Der Ruf nach mehr Geld könne "nicht die Meinung eines Vizekanzlers sein, sondern vielleicht die eines SPD-Wahlkämpfers", hatte Bundesfinanzminister Wolfgang Schäuble gekontert. "Wenn wir Flüchtlingen - Menschen, die in bitterer Not sind - nur noch helfen dürfen, wenn wir anderen, die nicht in so bitterer Not sind, das Gleiche geben oder mehr, dann ist das erbarmungswürdig". Ein Vorwurf, den Gabriel nicht auf sich sitzen lassen will. Im Bundestag sagte er, dies sei nicht "erbarmungswürdig", sondern der "einzige Weg, um die Gesellschaft zusammenzuhalten".
Erneut mahnte der SPD-Chef, es gebe Grenzen dafür, wie viele Menschen Deutschland aufnehmen könne. Den Begriff "Obergrenze" umging er diesmal und sagte stattdessen, entscheidend sei "das Maß, in dem wir fähig und in der Lage sind, den Zusammenhalt aller zu sichern".

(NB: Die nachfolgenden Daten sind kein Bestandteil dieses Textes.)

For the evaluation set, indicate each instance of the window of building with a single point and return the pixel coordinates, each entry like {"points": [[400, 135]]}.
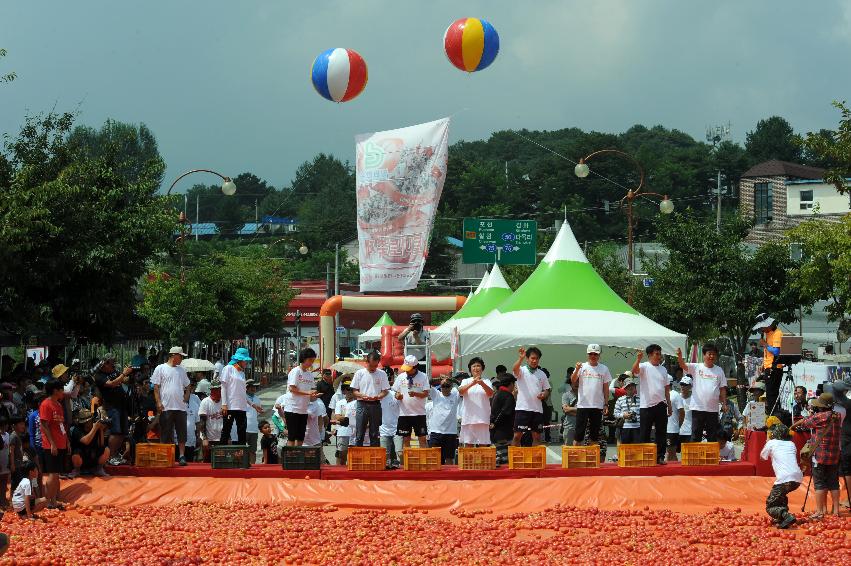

Gabriel lehnt Steuersenkung ab
Die vom Finanzminister angekündigte Steuerentlastung lehnte Gabriel klar ab. Denn diese summiere sich zusammen mit anderen Versprechen auf 40 Milliarden Euro. "Mal ganz offen, wer soll das eigentlich glauben?" Notwendig seien die gezielte Entlastung von mittleren und kleinen Einkommen und Investitionen in die Volkswirtschaft, auch um Kitas und das Bildungssystem angesichts der hohen Flüchtlingszahlen zu stützen.
Um etwa Alleinerziehenden zu helfen, böten sich laut Gabriel Entlastungen bei den Sozialabgaben eher an als bei den Steuern. Schäuble und Unionsfraktionschef Volker Kauder hatten den Spielraum für Steuersenkungen nach der Bundestagswahl 2017 auf jährlich 15 Milliarden Euro beziffert. Zu Entlastungen sagte Gabriel, man solle diese nicht vor Wahlen ankündigen, "sondern wenn möglich vor Wahlen machen". Der Minister warnte, dass unhaltbare Wahlversprechen den Rechtspopulisten weiteren Nährboden böten.